そして、貴族街に入りヘリスト伯爵家王都邸に到着すると、屋敷の玄関前に執事服を着た男性とメイド数名が待っていた。
「お待ちしておりました、キスティお嬢様。」
「出迎えご苦労様です、オルマンニ。」
「恐悦至極に存じます。」
「お義母様達は?」
「アートラ様方はお屋敷の中でお待ちですので、どうぞお入りください。」
「そうですか、分かりました。エンロン。」
「はい、お嬢様。」
「あとは頼みましたよ。」
「畏まりました。」
キスティはそう言うとパウラとメイドを連れて屋敷の中に入って行った。
「エンロン、久しぶりだな。」
「そうですね、オルマンニさん。」
「今回は客がいると聞いているが?」
「あぁ、客と言うか、護衛の冒険者の方達なのです。」
「冒険者?」
「ええ、ただ御当主様からは、賓客として扱うように言われています。」
「冒険者が賓客とは、何があった?」
「まあ、色々とありまして、ですが彼らの機嫌を損ねるような事はしない様にと言付けられています。」
「ふむ、・・・分かった、ではその様に。」
(・・・あの、聞こえてるんだけど?これ、わざと?)
「シロウ様、こちらが王都邸の筆頭執事であるオルマンニです。」
「ようこそ、ヘリスト家王都邸へ。筆頭執事を務めております、オルマンニで御座います、当屋敷にてご不明な点がありましたら何なりとお申し付けください。」
「あ、ああ、Cランク冒険者のシロウだ、それと、この2人は奴隷ではあるが、俺の大事な家族なんだ。」
「ヴァルマ、です。」
「スヴィ。」
「はい、シロウ様にヴァルマ様とスヴィ様ですね。宜しくお願い致します。」
「それで、俺たちはどうすれば良い?キスティさんには、滞在するように言われてるが。」
「ええ、伺っております、すぐにお部屋を用意致しますので少々お待ちください。エンロン、シロウ様達を応接室にお連れするように。」
「はい、畏まりました。」
エンロンの案内で屋敷の中に入ると応接室に通された。
「はぁ、挨拶だけでもう疲れたよ。」
「緊張したぞ。」「うん。」
「あぁ、そうだな、この屋敷もデカいしなぁ。此処に滞在するのも疲れそうだ。」
「そうか、此処に。」「ぅぅ。」
「う~ん。どこかの宿にしてもらおうか?」
「ダメですよ、シロウさん!」
「はぁ、やっぱりダメか。・・・けどその前に、いきなり扉を開けるのは淑女としてどうなんです?キスティさん。」
「うっ!?いえ、あの。」
2人と話していると、キスティがノックもせずにいきなり扉を開けて入って来たのだ、そして、その後ろに数人の男女がいたので挨拶をする為に立ち上がる。

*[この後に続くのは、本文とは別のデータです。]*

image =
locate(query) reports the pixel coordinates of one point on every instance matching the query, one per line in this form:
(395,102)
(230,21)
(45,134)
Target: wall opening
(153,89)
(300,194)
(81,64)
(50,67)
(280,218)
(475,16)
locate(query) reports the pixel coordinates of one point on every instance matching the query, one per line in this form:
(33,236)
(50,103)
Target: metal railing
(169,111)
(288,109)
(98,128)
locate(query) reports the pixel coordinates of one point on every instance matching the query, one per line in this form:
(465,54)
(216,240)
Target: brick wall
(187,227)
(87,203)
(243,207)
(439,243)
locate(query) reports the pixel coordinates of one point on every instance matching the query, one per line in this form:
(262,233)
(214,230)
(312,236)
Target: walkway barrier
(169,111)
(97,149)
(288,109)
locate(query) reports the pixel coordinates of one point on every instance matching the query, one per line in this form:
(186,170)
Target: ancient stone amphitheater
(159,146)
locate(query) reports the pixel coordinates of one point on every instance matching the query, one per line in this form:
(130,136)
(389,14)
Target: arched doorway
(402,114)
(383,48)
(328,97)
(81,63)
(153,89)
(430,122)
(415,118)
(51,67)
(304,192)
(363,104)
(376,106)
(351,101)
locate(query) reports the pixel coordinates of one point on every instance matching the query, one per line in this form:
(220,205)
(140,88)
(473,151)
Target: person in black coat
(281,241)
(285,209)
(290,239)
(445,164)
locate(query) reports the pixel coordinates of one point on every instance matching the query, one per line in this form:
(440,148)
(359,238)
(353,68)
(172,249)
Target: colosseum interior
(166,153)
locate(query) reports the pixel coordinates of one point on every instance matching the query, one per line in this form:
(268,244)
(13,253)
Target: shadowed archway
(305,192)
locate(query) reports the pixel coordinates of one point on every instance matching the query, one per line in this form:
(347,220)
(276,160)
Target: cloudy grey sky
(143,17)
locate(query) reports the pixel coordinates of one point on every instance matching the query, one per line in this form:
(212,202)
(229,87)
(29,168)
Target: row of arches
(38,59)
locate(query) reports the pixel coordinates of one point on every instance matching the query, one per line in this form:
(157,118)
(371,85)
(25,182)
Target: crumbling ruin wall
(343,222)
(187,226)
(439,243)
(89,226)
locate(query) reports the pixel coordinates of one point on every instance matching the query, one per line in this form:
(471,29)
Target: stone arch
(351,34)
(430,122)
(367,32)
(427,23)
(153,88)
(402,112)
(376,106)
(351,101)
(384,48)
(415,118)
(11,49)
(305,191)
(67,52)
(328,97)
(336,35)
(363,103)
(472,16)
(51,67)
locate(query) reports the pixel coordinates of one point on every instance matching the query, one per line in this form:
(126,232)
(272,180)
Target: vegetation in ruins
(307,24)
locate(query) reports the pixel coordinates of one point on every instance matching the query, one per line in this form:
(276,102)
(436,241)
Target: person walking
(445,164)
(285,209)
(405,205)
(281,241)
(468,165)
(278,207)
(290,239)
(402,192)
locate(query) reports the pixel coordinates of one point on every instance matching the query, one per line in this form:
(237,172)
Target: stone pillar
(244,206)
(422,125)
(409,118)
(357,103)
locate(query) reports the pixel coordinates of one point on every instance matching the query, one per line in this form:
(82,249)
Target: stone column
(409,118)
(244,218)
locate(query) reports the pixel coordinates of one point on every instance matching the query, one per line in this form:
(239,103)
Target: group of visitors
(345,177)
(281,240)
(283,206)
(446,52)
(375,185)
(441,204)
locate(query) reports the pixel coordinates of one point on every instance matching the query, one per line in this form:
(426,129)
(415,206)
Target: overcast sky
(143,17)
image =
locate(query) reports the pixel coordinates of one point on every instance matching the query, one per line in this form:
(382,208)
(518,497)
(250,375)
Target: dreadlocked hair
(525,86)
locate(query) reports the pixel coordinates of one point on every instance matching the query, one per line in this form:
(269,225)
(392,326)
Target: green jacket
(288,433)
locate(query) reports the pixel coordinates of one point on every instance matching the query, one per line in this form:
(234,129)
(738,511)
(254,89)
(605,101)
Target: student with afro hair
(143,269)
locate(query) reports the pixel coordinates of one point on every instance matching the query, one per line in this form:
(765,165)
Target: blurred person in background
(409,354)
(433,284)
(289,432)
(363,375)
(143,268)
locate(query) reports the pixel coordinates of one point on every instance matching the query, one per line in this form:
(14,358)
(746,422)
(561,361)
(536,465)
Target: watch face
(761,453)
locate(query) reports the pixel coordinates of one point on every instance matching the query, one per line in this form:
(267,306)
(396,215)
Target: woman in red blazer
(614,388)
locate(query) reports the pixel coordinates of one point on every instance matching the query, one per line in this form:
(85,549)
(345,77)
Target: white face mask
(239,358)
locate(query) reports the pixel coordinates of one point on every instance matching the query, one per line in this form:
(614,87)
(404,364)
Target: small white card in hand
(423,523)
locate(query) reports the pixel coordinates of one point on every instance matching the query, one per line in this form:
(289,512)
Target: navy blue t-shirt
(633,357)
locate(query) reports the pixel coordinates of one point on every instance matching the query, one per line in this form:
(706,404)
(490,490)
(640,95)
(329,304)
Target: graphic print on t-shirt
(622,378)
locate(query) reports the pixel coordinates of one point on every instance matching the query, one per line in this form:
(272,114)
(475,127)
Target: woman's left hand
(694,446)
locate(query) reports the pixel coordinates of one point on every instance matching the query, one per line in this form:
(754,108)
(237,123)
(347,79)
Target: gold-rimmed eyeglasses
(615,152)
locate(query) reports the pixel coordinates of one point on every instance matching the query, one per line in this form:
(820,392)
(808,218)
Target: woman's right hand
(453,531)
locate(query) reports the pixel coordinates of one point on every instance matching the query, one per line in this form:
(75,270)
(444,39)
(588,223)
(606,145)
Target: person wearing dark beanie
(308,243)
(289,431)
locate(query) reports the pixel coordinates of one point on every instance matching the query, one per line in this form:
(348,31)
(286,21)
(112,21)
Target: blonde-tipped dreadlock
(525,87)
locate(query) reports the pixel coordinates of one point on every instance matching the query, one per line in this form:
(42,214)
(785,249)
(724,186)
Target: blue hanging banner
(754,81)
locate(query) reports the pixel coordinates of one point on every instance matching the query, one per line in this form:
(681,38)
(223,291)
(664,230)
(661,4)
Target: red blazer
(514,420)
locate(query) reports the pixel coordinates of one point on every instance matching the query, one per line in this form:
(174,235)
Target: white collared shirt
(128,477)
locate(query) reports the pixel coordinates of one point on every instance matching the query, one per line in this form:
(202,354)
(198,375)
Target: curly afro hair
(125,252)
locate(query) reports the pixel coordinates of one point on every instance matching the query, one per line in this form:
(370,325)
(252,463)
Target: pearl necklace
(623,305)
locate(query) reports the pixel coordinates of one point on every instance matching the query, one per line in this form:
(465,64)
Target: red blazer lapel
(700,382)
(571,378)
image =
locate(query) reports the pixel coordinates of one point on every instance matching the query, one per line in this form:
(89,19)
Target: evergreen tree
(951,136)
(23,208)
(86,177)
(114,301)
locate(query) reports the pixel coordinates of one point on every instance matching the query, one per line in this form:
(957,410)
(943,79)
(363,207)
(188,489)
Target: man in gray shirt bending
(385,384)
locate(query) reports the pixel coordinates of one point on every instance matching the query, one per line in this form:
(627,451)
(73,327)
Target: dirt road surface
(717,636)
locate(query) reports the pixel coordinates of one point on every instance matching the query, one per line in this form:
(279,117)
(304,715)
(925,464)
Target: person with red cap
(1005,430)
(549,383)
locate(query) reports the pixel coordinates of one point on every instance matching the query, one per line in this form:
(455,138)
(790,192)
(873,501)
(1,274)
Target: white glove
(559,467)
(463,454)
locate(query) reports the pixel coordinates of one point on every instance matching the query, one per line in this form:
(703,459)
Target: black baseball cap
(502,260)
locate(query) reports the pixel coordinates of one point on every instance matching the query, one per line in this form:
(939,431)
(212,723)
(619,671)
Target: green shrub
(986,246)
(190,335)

「あらあら、そんな事では、まだ婚約者は決まりそうにありませんね。」
「お、お義母様!?」
「初めまして、わたくしはヘリスト家当主アルマス・ヘリストの妻でアートラ・ヘリストと申します宜しくお願い致しますね。」
「シロウです。こちらこそ、宜しくお願いします。」
応接室に入って来たのは、ヘリスト家の人達だった。
アートラ・ヘリストは当主の正妻で長男と次男の生みの親だそうだ、あとは長男のマルスティ、それと長男マルスティの妻でカティヤだ。
次男はエルネスと言うらしいが、現在は貴族学院の寄宿舎に入っているので不在との事だ。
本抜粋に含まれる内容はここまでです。